Graduate Seminar Topic - Gödel's Theorems



I took this course because it was required and because I didn't like any of the other courses offered. The easiest way to describe the course is that it's an independent study but with a group of students. Everyone picks their own topic and is required to give four half-hour presentations and write four 10-page papers. The topic I picked was Gödel's incompleteness theorems. A topic from what some people call logic and others call metamathematics. It's a great subject that few math majors even know about. I knew about it from the classic book "Gödel, Escher, Bach : an Eternal Golden Braid" by Douglas Hofstadter which was given to me as a Christmas present when it was first published in 1979. Of course I didn't read it then. Heck I was single and who in their right mind reads a 700+ page technical book?

Now I must pick the main thrust of the rest of this posting. I could: 1) describe my presentations and try to teach you Gödel's results 2) give short reviews of the books that I read for the class 3) describe my experience of the class. The last choice might be amusing since the other students' topics ranged far and wide. Some topics were poorly chosen and equally poorly presented. A couple of the topics were very amusing like the construction of magic squares or the history of computational devices including finger counting to 100,000. I don't think that I can really explain the theorems before you get bored so I'll review my sources for the presentations and the papers.

"Gödel, Escher, Bach" or GEB is certainly a classic. Only a portion is about Gödel's theorems, of course. In general it's hard to say what this book is about because it's about so many different things. Many Escher drawings are reproduced and the text explains their significance in context of recursion, self-reference, and self-replication. Bach's fugues are analyzed in a similar way. And the book amusingly explains basic logic and Gödel's theorems. The author develops some fantastic analogies to give you different ways to understand what's going on. He compares the Gödel sentence to a vinyl record that's specifically designed to break the record player that will play it (nowadays, think of an mp3 file that's designed to break the player that will play it). And he invents amusing, yet deeply philosophical, dialogs between Achilles, the Tortoise, and the Crab. And let's not overlook the theme of Zen Buddhism that runs through the book.

My favorite takeaway from this book is a diagram that Hofstadter devised that explains Gödel's theorems visually. Here it is:



Gödel basically proved that a formal system designed to encompass arithmetic cannot prove all arithmetic truths. There are unreachable truths that are beyond the formal system. That's the left side of the picture.
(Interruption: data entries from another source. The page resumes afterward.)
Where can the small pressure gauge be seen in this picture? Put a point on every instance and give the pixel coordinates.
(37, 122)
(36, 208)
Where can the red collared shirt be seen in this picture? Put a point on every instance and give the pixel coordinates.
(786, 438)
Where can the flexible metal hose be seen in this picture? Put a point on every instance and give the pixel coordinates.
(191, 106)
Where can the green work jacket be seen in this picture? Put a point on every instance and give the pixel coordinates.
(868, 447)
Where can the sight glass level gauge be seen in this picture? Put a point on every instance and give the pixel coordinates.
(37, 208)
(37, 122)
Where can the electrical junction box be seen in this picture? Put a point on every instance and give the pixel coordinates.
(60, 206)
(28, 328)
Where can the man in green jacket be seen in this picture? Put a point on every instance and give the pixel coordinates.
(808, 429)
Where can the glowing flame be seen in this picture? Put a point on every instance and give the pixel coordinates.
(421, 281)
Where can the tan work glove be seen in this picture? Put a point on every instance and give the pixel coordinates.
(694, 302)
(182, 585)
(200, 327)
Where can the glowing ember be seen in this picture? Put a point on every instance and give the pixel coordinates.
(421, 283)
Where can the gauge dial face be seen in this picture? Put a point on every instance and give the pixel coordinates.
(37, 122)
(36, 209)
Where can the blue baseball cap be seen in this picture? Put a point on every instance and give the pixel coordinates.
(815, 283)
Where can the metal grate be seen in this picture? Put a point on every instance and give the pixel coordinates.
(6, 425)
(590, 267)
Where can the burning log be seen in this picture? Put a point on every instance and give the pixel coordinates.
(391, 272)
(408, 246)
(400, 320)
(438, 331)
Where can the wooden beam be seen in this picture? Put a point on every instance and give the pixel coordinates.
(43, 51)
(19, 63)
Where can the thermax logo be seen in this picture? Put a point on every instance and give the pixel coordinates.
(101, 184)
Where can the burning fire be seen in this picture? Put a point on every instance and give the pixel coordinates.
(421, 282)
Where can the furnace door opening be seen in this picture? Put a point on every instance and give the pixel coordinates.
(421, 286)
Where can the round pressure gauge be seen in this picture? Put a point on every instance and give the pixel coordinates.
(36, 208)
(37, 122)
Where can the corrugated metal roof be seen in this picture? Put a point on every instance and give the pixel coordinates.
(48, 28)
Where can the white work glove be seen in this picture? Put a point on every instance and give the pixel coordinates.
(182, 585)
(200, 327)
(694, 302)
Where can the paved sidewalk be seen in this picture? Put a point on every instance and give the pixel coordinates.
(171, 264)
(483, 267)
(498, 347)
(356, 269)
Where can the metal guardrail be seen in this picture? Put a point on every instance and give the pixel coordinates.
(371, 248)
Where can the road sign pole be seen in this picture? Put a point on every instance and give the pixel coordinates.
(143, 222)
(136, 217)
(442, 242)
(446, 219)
Since the book covers Eastern thought, or at least Zen thinking, he included the opposite of formal arithmetic on the right. In that system you start with negative axioms and prove the negation of theorems. But that side too is incomplete since it has unreachable falsehoods.

So now you do know Gödel's results. I bit the bullet and read the entire book (742 pages) and recommend it to anyone (who really, really likes math, logic, programming, or artificial intelligence).

My primary source was "A Profile of Mathematical Logic" by Harold DeLong. This book is a readable history of logic from the ancient Greeks up through the middle of the 20th century. DeLong gives a good treatment of Gödel's theorems adhering very closely to Gödel's research paper that was published in 1931. I "borrowed" the whole progression for my presentations/papers from this book. The scholarship behind this book is superb as the bibliography is 24 pages long. Highly recommended for the philosophy or math lover.

In 1958 a small paperback entitled "Gödel's Proof" was written by Nagel and Newman. This book is highly readable. If you had to read a book on Gödel this should be the one.

Next is a collection of scholarly papers on metamathematics titled "From Frege to Gödel: A Source Book of Mathematical Logic, 1879 – 1931." This collection includes two of Gödel's most famous papers translated into English. One proves that first order predicate calculus is complete. The other that formal arithmetic is incomplete.

My last source was a brand new book "An Introduction to Gödel's Theorems." This is a serious textbook designed for a one or two semester course leading up to the theorems. It is as much fun to read as a standard logic textbook. In fact I found a number of other books like this that were written for a course taught by the book's author.

About Kurt Gödel

To say that Gödel was a genius is an understatement. The originality of his first incompleteness proof is breathtaking. He has been called the greatest logician since Aristotle. Unfortunately he suffered from paranoia and hypochondria most of his adult life. In his 72nd year he literally starved himself to death fearing that his food was poisoned.